The quotations you’ve just read reflect the sort of “thinking” that stands behind Waldorf schools (i.e., schools where Rudolf Steiner’s doctrines — or offshoots from them — prevail). Anthroposophists say that their mystic doctrines can be understood correctly only by people who have embraced Anthroposophy. Maybe so. But we must ask ourselves whether we want children to be nudged toward the Anthroposophical worldview, a worldview in which quotations such as the ones I’ve listed are considered sensible. Do you want this for your own children? If not, other kinds of schools would suit you and your children better.

— Roger Rawlings


Waldorfish art, R.R.


"[T]hinking is oriented on the physical plane; feeling is no longer confined to the physical plane but by its very nature is connected to the spiritual plane as well. Feeling really has a connection with all the spiritual beings who must be considered real. So that if a person with inadequate concepts sinks into his or her feeling life, he or she comes into collision with the gods — if you like to put it that way — but also with the evil gods. And all these collisions occur because the person entered this realm without any reliable means of knowledge. Entering the feeling life without adequate means of knowledge is unavoidable when there is more going on in the sphere of feeling than in that of ordinary reason. In the sphere of feelings, human beings cannot liberate themselves from their connection with the spiritual world. When they free themselves in the realm of the intellect in this materialistic age, they enter the world of feeling with inadequate concepts and consequently must become ill.

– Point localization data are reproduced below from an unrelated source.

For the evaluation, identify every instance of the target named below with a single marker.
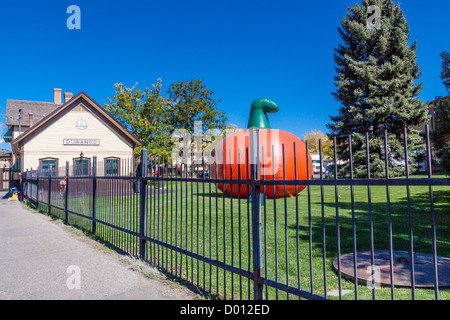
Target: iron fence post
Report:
(94, 195)
(25, 187)
(256, 214)
(49, 191)
(66, 195)
(37, 188)
(143, 205)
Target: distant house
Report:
(50, 135)
(436, 165)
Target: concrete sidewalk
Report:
(35, 254)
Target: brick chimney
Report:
(58, 95)
(67, 96)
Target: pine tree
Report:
(445, 75)
(441, 133)
(375, 85)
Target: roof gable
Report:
(87, 102)
(39, 110)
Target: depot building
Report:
(49, 135)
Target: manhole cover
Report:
(423, 268)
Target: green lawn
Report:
(201, 219)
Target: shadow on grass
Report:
(421, 225)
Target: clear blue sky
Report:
(244, 49)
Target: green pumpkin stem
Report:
(258, 113)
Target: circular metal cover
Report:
(423, 268)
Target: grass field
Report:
(199, 218)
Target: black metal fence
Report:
(305, 246)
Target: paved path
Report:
(35, 254)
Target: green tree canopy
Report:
(375, 85)
(153, 117)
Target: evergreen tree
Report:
(445, 75)
(375, 84)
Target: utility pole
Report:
(20, 126)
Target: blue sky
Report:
(244, 49)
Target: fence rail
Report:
(174, 216)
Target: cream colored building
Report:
(73, 133)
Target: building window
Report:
(111, 166)
(81, 167)
(48, 166)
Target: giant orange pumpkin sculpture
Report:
(231, 156)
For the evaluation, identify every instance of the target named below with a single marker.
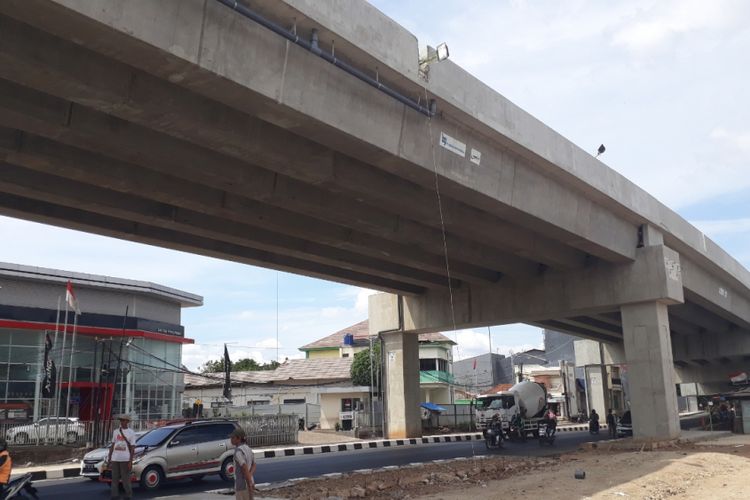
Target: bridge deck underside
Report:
(91, 142)
(88, 142)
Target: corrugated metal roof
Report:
(361, 333)
(43, 274)
(293, 370)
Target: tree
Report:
(361, 365)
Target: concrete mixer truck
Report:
(526, 399)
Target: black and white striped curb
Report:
(365, 445)
(569, 428)
(40, 475)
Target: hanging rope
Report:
(442, 227)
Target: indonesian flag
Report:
(70, 298)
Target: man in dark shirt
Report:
(612, 424)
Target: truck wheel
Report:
(227, 469)
(152, 477)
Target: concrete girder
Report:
(174, 111)
(612, 319)
(45, 156)
(682, 327)
(81, 220)
(709, 345)
(715, 295)
(698, 316)
(595, 231)
(576, 330)
(61, 191)
(593, 325)
(709, 373)
(654, 276)
(399, 229)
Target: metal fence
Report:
(270, 430)
(455, 417)
(262, 430)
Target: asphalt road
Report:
(280, 469)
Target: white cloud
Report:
(361, 304)
(271, 343)
(660, 22)
(516, 338)
(715, 228)
(732, 139)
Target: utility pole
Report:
(372, 389)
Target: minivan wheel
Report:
(152, 477)
(227, 469)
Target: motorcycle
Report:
(19, 488)
(546, 433)
(493, 435)
(594, 427)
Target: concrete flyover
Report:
(185, 124)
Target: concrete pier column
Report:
(402, 385)
(648, 350)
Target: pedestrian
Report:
(612, 424)
(120, 458)
(244, 466)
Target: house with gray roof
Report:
(324, 377)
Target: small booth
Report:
(431, 415)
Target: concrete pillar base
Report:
(648, 349)
(402, 414)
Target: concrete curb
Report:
(365, 445)
(584, 427)
(40, 475)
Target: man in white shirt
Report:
(121, 457)
(244, 466)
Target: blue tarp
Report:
(432, 407)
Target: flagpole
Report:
(70, 365)
(61, 370)
(51, 402)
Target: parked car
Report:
(182, 450)
(625, 425)
(61, 429)
(93, 461)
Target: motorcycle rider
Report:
(550, 418)
(594, 422)
(497, 429)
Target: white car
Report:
(93, 461)
(60, 429)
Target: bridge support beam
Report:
(402, 417)
(648, 351)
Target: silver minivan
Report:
(184, 450)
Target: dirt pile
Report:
(414, 481)
(687, 471)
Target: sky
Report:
(665, 85)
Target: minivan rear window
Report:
(155, 437)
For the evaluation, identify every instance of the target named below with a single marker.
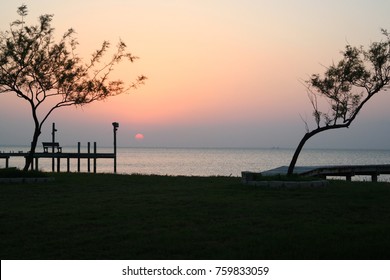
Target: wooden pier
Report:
(347, 171)
(57, 157)
(56, 154)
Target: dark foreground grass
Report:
(86, 216)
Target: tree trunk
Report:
(296, 153)
(34, 142)
(306, 137)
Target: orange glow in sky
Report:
(220, 72)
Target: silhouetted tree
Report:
(41, 71)
(346, 87)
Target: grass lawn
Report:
(107, 216)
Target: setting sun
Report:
(139, 136)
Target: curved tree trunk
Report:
(306, 137)
(34, 142)
(298, 150)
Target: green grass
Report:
(103, 216)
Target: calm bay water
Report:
(210, 161)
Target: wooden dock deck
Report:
(347, 171)
(58, 156)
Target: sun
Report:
(139, 137)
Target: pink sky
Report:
(220, 73)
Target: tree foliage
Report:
(39, 70)
(347, 86)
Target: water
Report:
(209, 161)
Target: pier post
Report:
(89, 159)
(78, 158)
(58, 164)
(115, 125)
(53, 140)
(94, 158)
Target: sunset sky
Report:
(221, 73)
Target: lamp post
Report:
(115, 126)
(53, 140)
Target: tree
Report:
(346, 86)
(40, 71)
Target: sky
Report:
(221, 73)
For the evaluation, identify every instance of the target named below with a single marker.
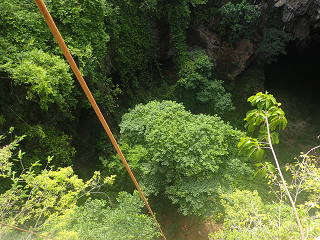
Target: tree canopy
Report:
(184, 156)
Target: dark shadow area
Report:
(298, 72)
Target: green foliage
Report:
(195, 77)
(268, 117)
(238, 20)
(132, 41)
(97, 220)
(178, 14)
(46, 78)
(25, 37)
(186, 157)
(43, 141)
(273, 44)
(38, 199)
(246, 217)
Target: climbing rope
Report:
(45, 13)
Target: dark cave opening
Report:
(298, 72)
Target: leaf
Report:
(258, 154)
(271, 168)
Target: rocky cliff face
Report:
(298, 16)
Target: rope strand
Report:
(43, 9)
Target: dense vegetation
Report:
(176, 124)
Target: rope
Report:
(43, 9)
(23, 230)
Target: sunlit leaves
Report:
(179, 153)
(46, 77)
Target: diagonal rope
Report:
(43, 9)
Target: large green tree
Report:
(183, 156)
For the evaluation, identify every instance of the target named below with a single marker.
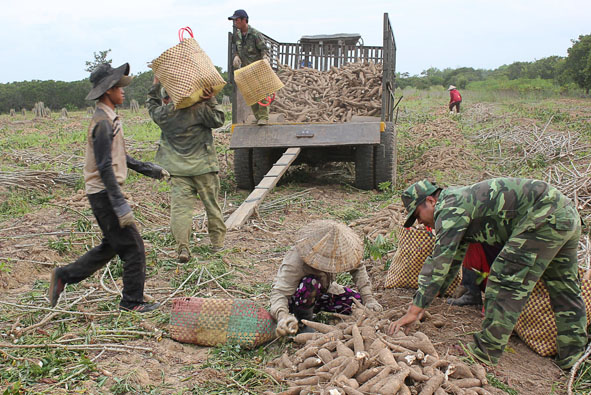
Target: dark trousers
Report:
(125, 242)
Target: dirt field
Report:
(82, 351)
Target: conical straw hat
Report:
(329, 246)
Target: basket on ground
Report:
(211, 322)
(414, 246)
(536, 325)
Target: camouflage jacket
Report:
(250, 47)
(186, 143)
(488, 212)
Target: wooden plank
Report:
(242, 213)
(305, 135)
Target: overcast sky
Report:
(43, 40)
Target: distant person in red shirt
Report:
(454, 99)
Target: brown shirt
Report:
(92, 178)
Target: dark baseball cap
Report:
(238, 14)
(415, 195)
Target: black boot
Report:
(472, 296)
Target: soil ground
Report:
(30, 247)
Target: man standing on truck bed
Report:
(250, 47)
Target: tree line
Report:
(70, 95)
(574, 69)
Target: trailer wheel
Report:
(385, 156)
(243, 168)
(262, 160)
(364, 171)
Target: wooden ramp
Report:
(239, 217)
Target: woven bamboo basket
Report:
(536, 325)
(212, 321)
(414, 246)
(185, 71)
(257, 81)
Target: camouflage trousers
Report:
(185, 192)
(260, 112)
(547, 251)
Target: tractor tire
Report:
(243, 168)
(385, 156)
(364, 170)
(262, 160)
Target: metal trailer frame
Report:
(370, 142)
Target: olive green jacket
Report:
(186, 143)
(250, 47)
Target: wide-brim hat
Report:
(104, 77)
(238, 14)
(329, 246)
(415, 195)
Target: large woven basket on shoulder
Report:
(185, 71)
(212, 322)
(257, 81)
(536, 325)
(414, 246)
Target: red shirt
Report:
(454, 96)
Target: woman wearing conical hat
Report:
(305, 282)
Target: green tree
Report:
(578, 62)
(99, 58)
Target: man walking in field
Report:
(105, 170)
(250, 47)
(539, 229)
(455, 99)
(187, 151)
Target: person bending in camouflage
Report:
(539, 229)
(250, 47)
(188, 153)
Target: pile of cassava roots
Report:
(335, 95)
(356, 357)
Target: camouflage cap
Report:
(415, 195)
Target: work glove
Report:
(126, 219)
(165, 175)
(373, 305)
(286, 325)
(236, 63)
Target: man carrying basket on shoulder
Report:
(250, 47)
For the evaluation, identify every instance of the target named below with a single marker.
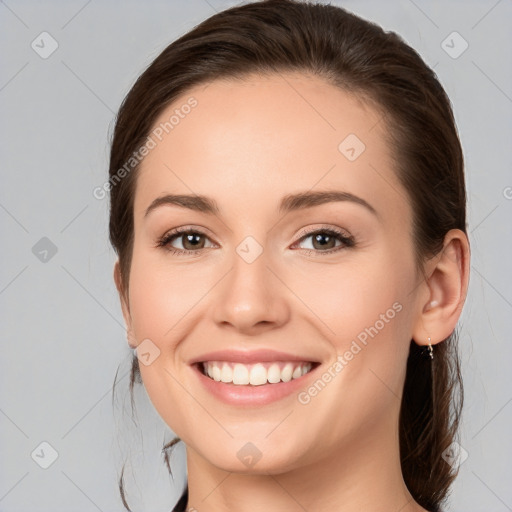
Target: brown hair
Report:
(380, 68)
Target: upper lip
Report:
(250, 356)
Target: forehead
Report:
(254, 140)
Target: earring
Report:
(430, 349)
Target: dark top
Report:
(182, 503)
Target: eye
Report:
(190, 241)
(324, 241)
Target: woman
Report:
(288, 208)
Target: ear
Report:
(445, 290)
(125, 306)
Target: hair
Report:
(379, 68)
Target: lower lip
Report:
(252, 395)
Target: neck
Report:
(363, 474)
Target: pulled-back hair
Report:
(359, 57)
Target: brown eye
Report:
(325, 241)
(190, 241)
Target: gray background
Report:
(63, 336)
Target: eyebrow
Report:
(290, 202)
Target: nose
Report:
(251, 299)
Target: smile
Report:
(258, 374)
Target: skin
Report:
(246, 145)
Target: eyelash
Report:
(347, 241)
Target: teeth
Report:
(254, 374)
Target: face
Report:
(271, 278)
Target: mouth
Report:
(256, 384)
(257, 374)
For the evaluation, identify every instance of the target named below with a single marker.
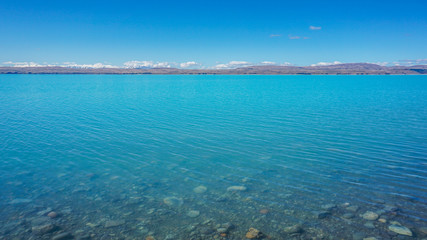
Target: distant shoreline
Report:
(339, 69)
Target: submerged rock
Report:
(62, 236)
(173, 201)
(369, 215)
(328, 207)
(200, 189)
(322, 215)
(348, 215)
(402, 230)
(353, 208)
(236, 188)
(253, 233)
(52, 215)
(193, 213)
(114, 223)
(43, 229)
(293, 229)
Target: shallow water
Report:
(119, 157)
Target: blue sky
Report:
(212, 33)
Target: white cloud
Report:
(268, 63)
(23, 64)
(232, 64)
(381, 63)
(293, 37)
(188, 64)
(286, 64)
(96, 65)
(325, 63)
(409, 62)
(146, 64)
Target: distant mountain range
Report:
(338, 69)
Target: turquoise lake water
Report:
(208, 157)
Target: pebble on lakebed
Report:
(52, 215)
(193, 213)
(253, 233)
(173, 201)
(200, 189)
(369, 215)
(402, 230)
(236, 188)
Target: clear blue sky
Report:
(212, 32)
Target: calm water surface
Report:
(208, 157)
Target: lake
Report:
(209, 157)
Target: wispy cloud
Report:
(408, 62)
(293, 37)
(24, 64)
(286, 64)
(232, 64)
(325, 63)
(267, 63)
(146, 64)
(314, 28)
(96, 65)
(65, 64)
(189, 64)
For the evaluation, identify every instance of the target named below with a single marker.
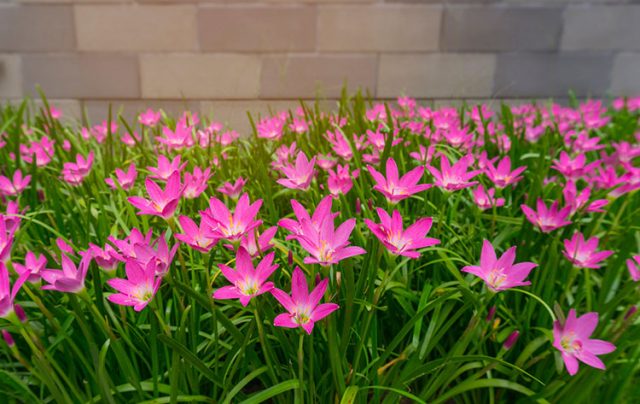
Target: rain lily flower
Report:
(166, 168)
(232, 190)
(138, 289)
(634, 268)
(395, 188)
(194, 235)
(486, 199)
(300, 175)
(582, 253)
(304, 308)
(16, 185)
(340, 181)
(456, 177)
(126, 179)
(70, 279)
(547, 219)
(500, 273)
(196, 183)
(295, 227)
(502, 176)
(8, 293)
(247, 281)
(75, 173)
(33, 265)
(149, 118)
(162, 203)
(572, 340)
(573, 168)
(221, 224)
(326, 244)
(399, 241)
(104, 257)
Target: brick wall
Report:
(231, 55)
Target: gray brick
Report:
(601, 28)
(543, 74)
(436, 75)
(82, 76)
(500, 28)
(10, 76)
(36, 28)
(625, 77)
(308, 76)
(251, 28)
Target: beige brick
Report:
(262, 28)
(87, 75)
(379, 28)
(135, 28)
(10, 76)
(310, 76)
(34, 28)
(436, 75)
(200, 76)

"What then is the only remedy to really restore people to health? They must be guided to concepts that reach out to include the world of feelings; that is to say, modern people must again be told of the spiritual world in the most comprehensive sense." — Rudolf Steiner, PSYCHOANALYSIS AND SPIRITUAL PSYCHOLOGY (Rudolf Steiner Press, 1990), GA 143, 178, and 205.


The type of "thinking" that Anthroposophists rely on

or at least aspire to

is clairvoyance (which they think is not seated in the brain).

The great drawback to clairvoyance

is that it is a fiction.

It does not exist.

Thus, the "thinking" advocated by Anthroposophists

is empty; it can tell us nothing. [See, e.g., "Clairvoyance".]


"In the first three years of life, before the child is so engrossed in material life, it [sic] has a close relationship with angels. At night, while asleep, the children meet their angels. They dream of them or have other experiences of them ... The spiritual world is always there around us, and we can work more consciously if we note the transition as we move from the earthly world to the spiritual world and vice versa." — WORKING WITH THE ANGELS: The Young Child and the Spiritual World (Waldorf Early Childhood Association of North America, 2004), the first essay in the book, by Helmut von Kügelgen, "Working with the Angels, the Archangels and the Archai", p. 3.

Note that Anthroposophists do not say that, at night, we merely visualize or fantasize about the spirit realm. They believe that at night we actually leave our physical bodies and go to the spirit worlds. Young children, they think, are especially adept at this. Children have "a close relationship with angels," and they "dream of them or have other experiences of them." The "other experiences" are not dreams, obviously — they are "real" out-of-body experiences. It is also important to note that, in Waldorf belief, angels are gods, not the attendants of a One and Only God. The Waldorf belief system is polytheistic. [See "Polytheism".]

The dreams of children often are, Anthroposophists believe, true clairvoyant visions. But beyond dreaming, children have actual spiritual experiences at night. All humans do, according to Anthroposophical doctrine (or all true-living humans do). At night, the higher components of our nature rise into the spirit realm while the more Earthly components of our nature remain behind.

"This is how we are at night. We are two people in the night." — Rudolf Steiner, BLACKBOARD DRAWINGS 1919-1924 (Rudolf Steiner Press, 2003), p. 102.

[See, e.g., "What a Guy".] In retarding the intellectual growth of children, in keeping the kids young, Anthroposophists seek to preserve the children's pure, innocent capacity to dream about, and actually visit, the spirit realm.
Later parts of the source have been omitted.